I knew nothing about Die My Love (2025), aside from postpartum depression and it took me a ridiculously long time to recognise Jennifer Lawrence as Grace, the mother, and Robert Pattison as Jackson. Grace is increasingly isolated in their inherited rural home, left to bring up the child as Jackson does whatever job it is he does. It’s the sort of film you’d hope was obsolete – the growing stresses, the walls closing in, the is-it-gaslighting.
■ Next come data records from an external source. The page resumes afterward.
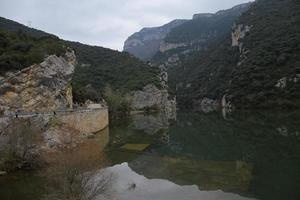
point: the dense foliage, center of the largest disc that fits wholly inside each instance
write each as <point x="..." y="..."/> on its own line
<point x="97" y="67"/>
<point x="271" y="52"/>
<point x="19" y="50"/>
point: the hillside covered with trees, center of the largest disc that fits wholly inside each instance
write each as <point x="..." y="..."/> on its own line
<point x="98" y="67"/>
<point x="262" y="71"/>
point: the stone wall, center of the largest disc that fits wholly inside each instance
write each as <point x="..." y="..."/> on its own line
<point x="87" y="121"/>
<point x="62" y="130"/>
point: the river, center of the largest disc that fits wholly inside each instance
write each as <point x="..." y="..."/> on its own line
<point x="198" y="155"/>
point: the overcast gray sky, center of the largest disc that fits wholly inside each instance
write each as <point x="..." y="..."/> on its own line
<point x="104" y="22"/>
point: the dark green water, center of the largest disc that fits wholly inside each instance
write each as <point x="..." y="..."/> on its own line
<point x="253" y="154"/>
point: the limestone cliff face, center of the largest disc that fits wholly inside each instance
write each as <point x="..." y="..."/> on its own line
<point x="40" y="87"/>
<point x="146" y="43"/>
<point x="153" y="98"/>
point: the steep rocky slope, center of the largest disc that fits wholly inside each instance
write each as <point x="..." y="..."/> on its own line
<point x="255" y="66"/>
<point x="21" y="46"/>
<point x="40" y="87"/>
<point x="146" y="43"/>
<point x="170" y="42"/>
<point x="197" y="34"/>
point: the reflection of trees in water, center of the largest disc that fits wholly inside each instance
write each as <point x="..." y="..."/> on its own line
<point x="74" y="173"/>
<point x="245" y="136"/>
<point x="268" y="140"/>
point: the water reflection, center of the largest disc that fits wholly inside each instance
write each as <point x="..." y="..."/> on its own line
<point x="128" y="185"/>
<point x="254" y="154"/>
<point x="213" y="155"/>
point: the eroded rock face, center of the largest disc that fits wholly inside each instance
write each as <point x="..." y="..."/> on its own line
<point x="146" y="43"/>
<point x="41" y="87"/>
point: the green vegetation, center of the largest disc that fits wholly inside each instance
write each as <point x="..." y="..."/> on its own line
<point x="20" y="150"/>
<point x="271" y="52"/>
<point x="118" y="103"/>
<point x="99" y="67"/>
<point x="19" y="50"/>
<point x="21" y="47"/>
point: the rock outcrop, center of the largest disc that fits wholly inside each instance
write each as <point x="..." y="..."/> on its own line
<point x="146" y="43"/>
<point x="40" y="87"/>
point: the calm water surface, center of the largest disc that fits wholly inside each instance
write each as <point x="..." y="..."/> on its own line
<point x="254" y="155"/>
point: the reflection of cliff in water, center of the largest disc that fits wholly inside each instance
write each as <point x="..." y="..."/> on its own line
<point x="256" y="154"/>
<point x="229" y="176"/>
<point x="268" y="140"/>
<point x="150" y="124"/>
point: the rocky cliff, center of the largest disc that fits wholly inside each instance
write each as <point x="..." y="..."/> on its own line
<point x="256" y="65"/>
<point x="40" y="87"/>
<point x="146" y="43"/>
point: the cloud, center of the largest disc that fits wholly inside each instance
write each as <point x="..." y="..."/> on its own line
<point x="101" y="22"/>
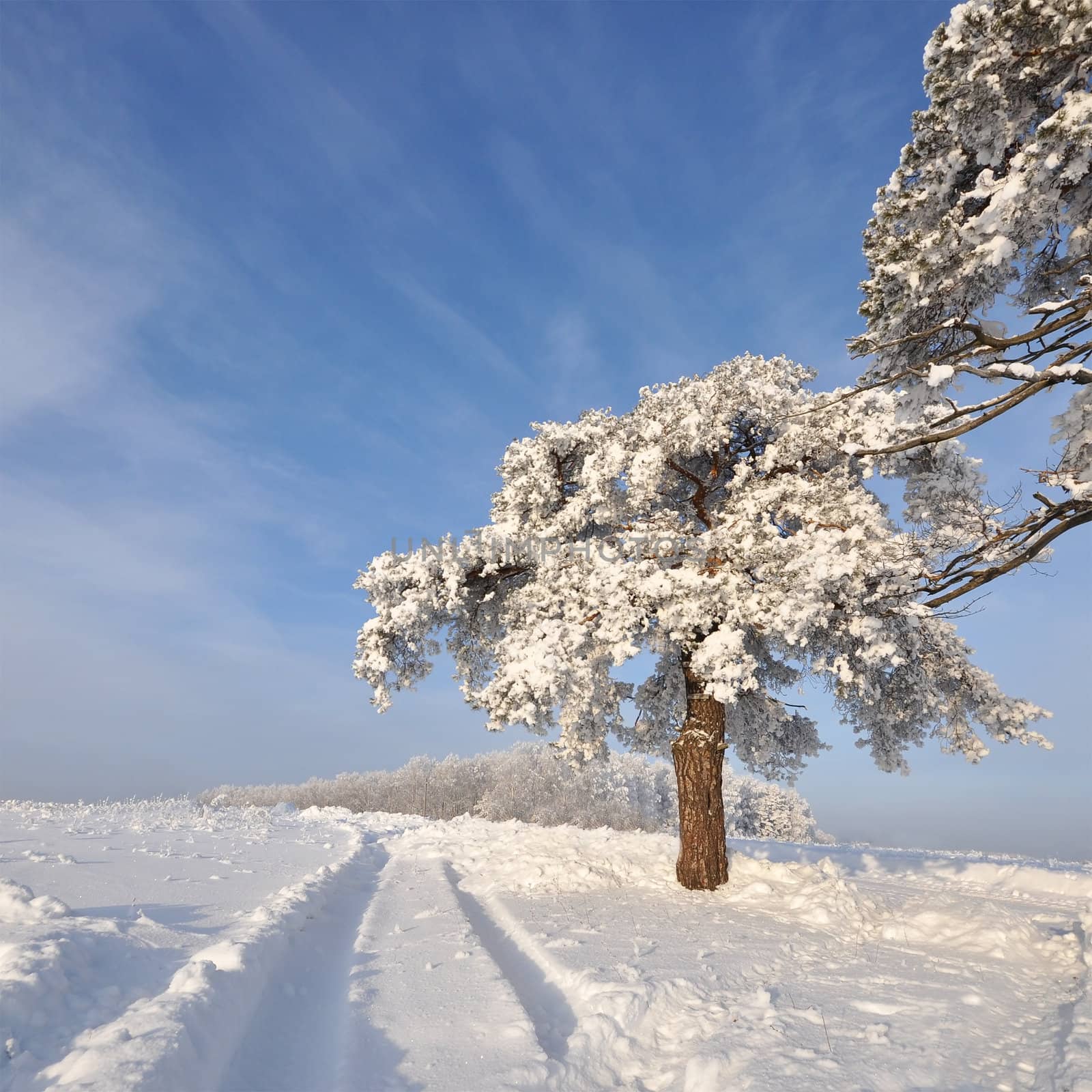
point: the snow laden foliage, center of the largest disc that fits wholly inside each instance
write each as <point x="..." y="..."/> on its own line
<point x="532" y="784"/>
<point x="720" y="527"/>
<point x="991" y="205"/>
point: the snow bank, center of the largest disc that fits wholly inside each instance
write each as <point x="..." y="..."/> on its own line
<point x="995" y="873"/>
<point x="19" y="904"/>
<point x="182" y="1039"/>
<point x="517" y="857"/>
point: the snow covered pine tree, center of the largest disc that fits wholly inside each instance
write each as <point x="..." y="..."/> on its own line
<point x="721" y="527"/>
<point x="992" y="202"/>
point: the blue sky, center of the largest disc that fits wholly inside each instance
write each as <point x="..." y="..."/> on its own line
<point x="280" y="283"/>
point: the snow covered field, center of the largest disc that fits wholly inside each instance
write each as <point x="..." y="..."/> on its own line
<point x="164" y="946"/>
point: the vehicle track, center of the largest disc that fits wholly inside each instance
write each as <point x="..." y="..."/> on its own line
<point x="296" y="1035"/>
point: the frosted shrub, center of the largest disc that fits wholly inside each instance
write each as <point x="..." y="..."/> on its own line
<point x="531" y="782"/>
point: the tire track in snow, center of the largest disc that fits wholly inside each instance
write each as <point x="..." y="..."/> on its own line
<point x="189" y="1035"/>
<point x="296" y="1037"/>
<point x="545" y="1004"/>
<point x="418" y="973"/>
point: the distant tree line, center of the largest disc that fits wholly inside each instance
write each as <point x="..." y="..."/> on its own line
<point x="533" y="784"/>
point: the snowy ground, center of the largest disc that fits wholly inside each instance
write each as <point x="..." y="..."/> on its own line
<point x="161" y="946"/>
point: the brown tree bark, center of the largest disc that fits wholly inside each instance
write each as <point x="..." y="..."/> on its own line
<point x="702" y="863"/>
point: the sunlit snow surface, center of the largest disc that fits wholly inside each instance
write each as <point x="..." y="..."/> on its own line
<point x="169" y="947"/>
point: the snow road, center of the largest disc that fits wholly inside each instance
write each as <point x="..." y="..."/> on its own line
<point x="163" y="946"/>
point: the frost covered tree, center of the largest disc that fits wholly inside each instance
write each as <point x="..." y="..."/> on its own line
<point x="720" y="527"/>
<point x="992" y="205"/>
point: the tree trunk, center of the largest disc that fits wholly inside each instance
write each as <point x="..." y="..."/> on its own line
<point x="699" y="760"/>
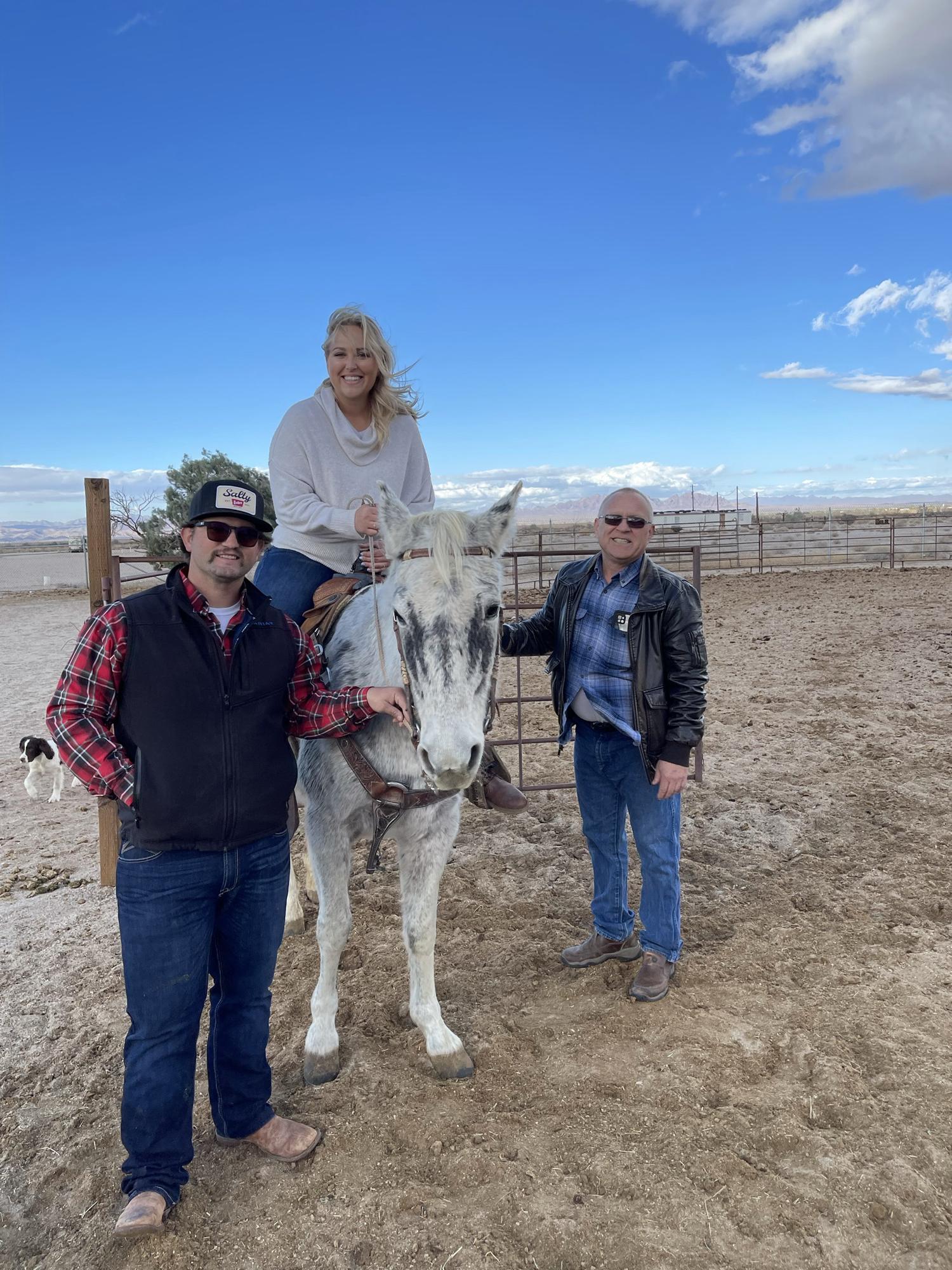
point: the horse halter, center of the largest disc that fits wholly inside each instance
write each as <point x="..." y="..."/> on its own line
<point x="390" y="799"/>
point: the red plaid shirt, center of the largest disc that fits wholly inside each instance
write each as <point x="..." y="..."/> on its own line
<point x="86" y="703"/>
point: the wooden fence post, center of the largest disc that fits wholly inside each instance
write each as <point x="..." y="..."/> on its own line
<point x="100" y="540"/>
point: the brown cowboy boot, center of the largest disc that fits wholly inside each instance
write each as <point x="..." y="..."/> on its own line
<point x="285" y="1140"/>
<point x="653" y="979"/>
<point x="493" y="788"/>
<point x="144" y="1215"/>
<point x="597" y="949"/>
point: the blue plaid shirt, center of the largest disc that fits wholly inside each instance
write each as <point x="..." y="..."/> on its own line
<point x="600" y="661"/>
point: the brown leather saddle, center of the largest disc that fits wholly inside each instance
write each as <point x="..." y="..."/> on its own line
<point x="329" y="603"/>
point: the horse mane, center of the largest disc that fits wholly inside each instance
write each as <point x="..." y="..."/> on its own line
<point x="449" y="534"/>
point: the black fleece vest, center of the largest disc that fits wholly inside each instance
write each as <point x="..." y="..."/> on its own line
<point x="214" y="766"/>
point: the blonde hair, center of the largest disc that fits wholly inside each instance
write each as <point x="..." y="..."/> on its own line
<point x="390" y="396"/>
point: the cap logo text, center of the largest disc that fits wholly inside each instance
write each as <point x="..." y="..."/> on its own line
<point x="235" y="497"/>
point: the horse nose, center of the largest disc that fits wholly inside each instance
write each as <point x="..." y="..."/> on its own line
<point x="450" y="768"/>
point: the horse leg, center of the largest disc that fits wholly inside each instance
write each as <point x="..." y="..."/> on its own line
<point x="332" y="859"/>
<point x="310" y="885"/>
<point x="421" y="871"/>
<point x="294" y="914"/>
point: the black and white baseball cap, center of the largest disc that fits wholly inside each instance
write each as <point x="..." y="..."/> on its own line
<point x="230" y="498"/>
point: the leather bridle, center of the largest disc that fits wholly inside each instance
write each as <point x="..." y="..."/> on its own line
<point x="390" y="799"/>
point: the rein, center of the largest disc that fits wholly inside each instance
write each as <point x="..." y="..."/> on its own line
<point x="390" y="799"/>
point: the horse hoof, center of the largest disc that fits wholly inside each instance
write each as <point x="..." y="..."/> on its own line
<point x="321" y="1069"/>
<point x="454" y="1067"/>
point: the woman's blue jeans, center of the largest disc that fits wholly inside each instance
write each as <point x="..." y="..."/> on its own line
<point x="611" y="780"/>
<point x="291" y="580"/>
<point x="183" y="916"/>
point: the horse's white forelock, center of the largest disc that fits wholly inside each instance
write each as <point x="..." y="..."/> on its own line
<point x="447" y="535"/>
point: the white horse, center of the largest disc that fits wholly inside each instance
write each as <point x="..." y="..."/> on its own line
<point x="446" y="605"/>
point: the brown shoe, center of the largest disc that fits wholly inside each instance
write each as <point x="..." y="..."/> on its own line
<point x="144" y="1215"/>
<point x="597" y="949"/>
<point x="285" y="1140"/>
<point x="653" y="979"/>
<point x="503" y="797"/>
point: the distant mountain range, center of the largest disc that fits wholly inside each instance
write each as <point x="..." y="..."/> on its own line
<point x="44" y="531"/>
<point x="581" y="510"/>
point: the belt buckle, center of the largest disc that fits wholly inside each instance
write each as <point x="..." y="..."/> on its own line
<point x="402" y="789"/>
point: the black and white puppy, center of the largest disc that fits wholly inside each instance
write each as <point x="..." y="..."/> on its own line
<point x="41" y="758"/>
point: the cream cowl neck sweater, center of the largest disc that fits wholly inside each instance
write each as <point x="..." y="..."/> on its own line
<point x="322" y="467"/>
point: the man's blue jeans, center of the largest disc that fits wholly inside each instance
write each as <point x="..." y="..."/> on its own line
<point x="290" y="580"/>
<point x="611" y="780"/>
<point x="183" y="916"/>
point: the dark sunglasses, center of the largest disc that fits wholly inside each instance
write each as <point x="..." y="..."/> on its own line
<point x="634" y="523"/>
<point x="218" y="531"/>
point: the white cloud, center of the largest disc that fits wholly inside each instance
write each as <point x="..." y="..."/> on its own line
<point x="875" y="300"/>
<point x="934" y="298"/>
<point x="930" y="384"/>
<point x="36" y="483"/>
<point x="682" y="69"/>
<point x="550" y="486"/>
<point x="136" y="21"/>
<point x="795" y="371"/>
<point x="935" y="294"/>
<point x="871" y="76"/>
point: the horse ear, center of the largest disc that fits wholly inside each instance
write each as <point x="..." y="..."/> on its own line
<point x="492" y="528"/>
<point x="394" y="521"/>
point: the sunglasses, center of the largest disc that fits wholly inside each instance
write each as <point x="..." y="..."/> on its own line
<point x="218" y="531"/>
<point x="634" y="523"/>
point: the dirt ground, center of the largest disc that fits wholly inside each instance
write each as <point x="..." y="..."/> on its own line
<point x="790" y="1104"/>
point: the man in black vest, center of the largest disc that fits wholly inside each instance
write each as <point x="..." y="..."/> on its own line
<point x="178" y="703"/>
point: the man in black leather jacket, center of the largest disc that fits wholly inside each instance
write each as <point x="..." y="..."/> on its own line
<point x="629" y="665"/>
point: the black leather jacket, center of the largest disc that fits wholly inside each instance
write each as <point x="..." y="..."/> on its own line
<point x="668" y="655"/>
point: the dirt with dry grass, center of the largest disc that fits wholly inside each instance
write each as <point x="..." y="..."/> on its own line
<point x="790" y="1104"/>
And the sort of horror for mother from the era of Rosemary’s Baby – Grace’s body language also suggests she is some kind of Stepford wife, her batteries liable to run down.

But this feels – despite the traumatic ending – like the sort of horror film made by someone who doesn’t like horror films. Like, say, Hereditary (Ari Aster, 2018). Maybe directors can subvert the law of Chekhov’s gun, but there’s a bloody great knife abandoned in the meadow that ought to do some nasty damage. There’s some interesting camera work – many static, fixed shots, but it felt too much like too many opportunities were missed. And the minor characters (notably those played by Sissy Spacek and Nick Nolte) steal the screen.

You Were Never Really Here (2017) is on firmer generic ground – a thriller that updates the trafficking narrative of Get Carter (Mike Hodges, 1971) with the editorial strategy of a Nicolas Roeg or Point Blank (1967) era John Boorman and a dose of Taxi Driver (Martin Scorsese, 1976). Oh, and Joe (Joaquin Phoenix) even hums Bernard Herrmann’s score to Psycho (1960), if not the one for Taxi Driver.

Hired hand Joe is sent to retrieve the abducted daughter Nina (Ekaterina Samsonov) of Senator Votto (Alex Manette) and this goes remarkably smoothly – discounting the multiple body count and the traumatic flashbacks. But things start going wrong and those behind the sex ring want their revenge. Joe kills numerous people, but Ramsay undercuts the gothic spectacle by choosing to use CCTV footage to distance us from the worst. She hints at an ending Taxi Driver could never have given us – even as we can never be quite sure what is real within the film or Joe’s memory and imagination.